Parma, Italien – Die Spannung steigt vor dem Duell gegen Pisa! Trainer Carlos Cuesta von Parma Calcio hat auf der Pressekonferenz vor dem Spiel einige interessante Einblicke gewährt und die Fans auf eine spannende Partie eingestimmt. Ob Pellegrino oder ein anderer Schlussmann letztendlich zwischen den Pfosten steht, bleibt vorerst ein Rätsel.

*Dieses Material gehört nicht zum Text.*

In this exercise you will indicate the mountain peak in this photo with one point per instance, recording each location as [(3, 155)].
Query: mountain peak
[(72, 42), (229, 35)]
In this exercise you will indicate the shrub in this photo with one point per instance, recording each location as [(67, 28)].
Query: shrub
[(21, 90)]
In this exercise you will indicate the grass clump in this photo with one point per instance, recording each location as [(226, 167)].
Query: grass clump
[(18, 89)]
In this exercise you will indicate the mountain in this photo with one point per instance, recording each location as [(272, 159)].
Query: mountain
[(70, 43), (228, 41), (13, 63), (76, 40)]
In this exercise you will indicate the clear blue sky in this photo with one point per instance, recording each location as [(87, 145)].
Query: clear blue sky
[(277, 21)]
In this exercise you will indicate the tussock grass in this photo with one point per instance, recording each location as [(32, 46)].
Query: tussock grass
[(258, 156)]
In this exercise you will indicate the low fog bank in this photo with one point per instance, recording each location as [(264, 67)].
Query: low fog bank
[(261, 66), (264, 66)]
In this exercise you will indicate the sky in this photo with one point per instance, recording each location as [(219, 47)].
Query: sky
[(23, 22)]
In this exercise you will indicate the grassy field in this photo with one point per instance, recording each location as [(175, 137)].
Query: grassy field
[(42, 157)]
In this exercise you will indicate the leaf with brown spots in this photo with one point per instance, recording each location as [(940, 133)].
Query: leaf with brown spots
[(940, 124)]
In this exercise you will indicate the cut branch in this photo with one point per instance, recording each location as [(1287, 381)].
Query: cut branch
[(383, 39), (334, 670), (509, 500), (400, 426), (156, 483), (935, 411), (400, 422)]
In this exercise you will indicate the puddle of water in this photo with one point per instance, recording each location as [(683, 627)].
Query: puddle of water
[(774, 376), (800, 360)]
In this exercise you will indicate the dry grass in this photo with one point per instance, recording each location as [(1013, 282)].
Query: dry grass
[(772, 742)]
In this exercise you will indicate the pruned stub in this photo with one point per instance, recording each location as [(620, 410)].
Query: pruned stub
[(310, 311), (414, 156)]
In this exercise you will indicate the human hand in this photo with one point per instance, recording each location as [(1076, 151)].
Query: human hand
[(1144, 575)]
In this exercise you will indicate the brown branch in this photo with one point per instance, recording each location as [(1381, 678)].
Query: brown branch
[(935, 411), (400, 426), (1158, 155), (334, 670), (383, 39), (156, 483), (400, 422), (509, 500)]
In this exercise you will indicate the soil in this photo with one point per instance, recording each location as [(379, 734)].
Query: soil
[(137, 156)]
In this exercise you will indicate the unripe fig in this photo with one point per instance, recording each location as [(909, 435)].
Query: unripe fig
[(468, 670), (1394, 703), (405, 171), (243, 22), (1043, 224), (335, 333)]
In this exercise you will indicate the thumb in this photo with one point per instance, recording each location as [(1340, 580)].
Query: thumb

Verstärkung aus der eigenen jugend: valenti im fokus

Die Personallage scheint sich bei Parma zu entspannen. Cuesta bestätigte, dass sowohl Pellegrino als auch Valenti wieder vollständig fit sind und zur Verfügung stehen. Besonders Valenti scheint derzeit in einer glänzenden Verfassung zu sein. „Er ist ein Beispiel dafür, wie wir als Mannschaft agieren sollten“, so Cuesta über den jungen Verteidiger. Seine Einsatzbereitschaft und Führungsqualitäten werden von der Mannschaft sehr geschätzt.

Auch Delprato lobte der Coach für seine Vielseitigkeit: „Er kann überall spielen - als Innenverteidiger, als Außenverteidiger. Er stellt sich immer der Aufgabe und ist stets bereit zu helfen.“ Die Worte des Trainers unterstreichen Delpratos Bedeutung für das Team und seine Fähigkeit, sich an unterschiedliche Spielsituationen anzupassen.

Ndiaye hingegen hatte zu Beginn Schwierigkeiten, sich zu integrieren. Sprachbarrieren und kleinere Verletzungen bremsten ihn aus. „Er ist nun deutlich präsenter und wir hoffen, dass er seine Leistungen bald wieder auf das nächste Level hebt“, erklärte Cuesta.

Taktische vorbereitung und mentale stärke

Taktische vorbereitung und mentale stärke

Pisa wird als ein körperlich starkes Team beschrieben, das sowohl auf direkte Spielweise als auch auf ein ausgeklügeltes Kollektiv setzt. Besonders gefährlich sind die Gäste bei Standardsituationen. Parma muss also gewarnt sein. „Wir müssen unsere Stärken ausspielen und mit der nötigen Entschlossenheit auftreten. Die Unterstützung der Fans wird uns dabei helfen“, betonte Cuesta. Er ist sich bewusst, dass die Partie eine große Herausforderung darstellt, aber sein Team ist bereit, diese anzunehmen.

Obwohl die Rettung in der Tabelle ein wichtiges Ziel ist, steht für Cuesta die stetige Weiterentwicklung der Mannschaft im Vordergrund. „Das ist das, was wir am meisten beeinflussen können“, so der Coach. Entscheidend für den Erfolg sind letztendlich Tore – mehr erzielen als der Gegner. Die Balance, die Parma in den letzten Spielen gefunden hat, hat maßgeblich zu den späten Erfolgen beigetragen.

Die Frage nach der Aufstellung im Tor ließ Cuesta unbeantwortet. „Wer ins Tor kommt, ist noch unklar. Es könnte Veränderungen geben – sowohl in der Abwehr als auch im Tor“, spielte er auf die Karten der Gegner. Die Spannung vor dem Spiel ist damit noch weiter gesteigert.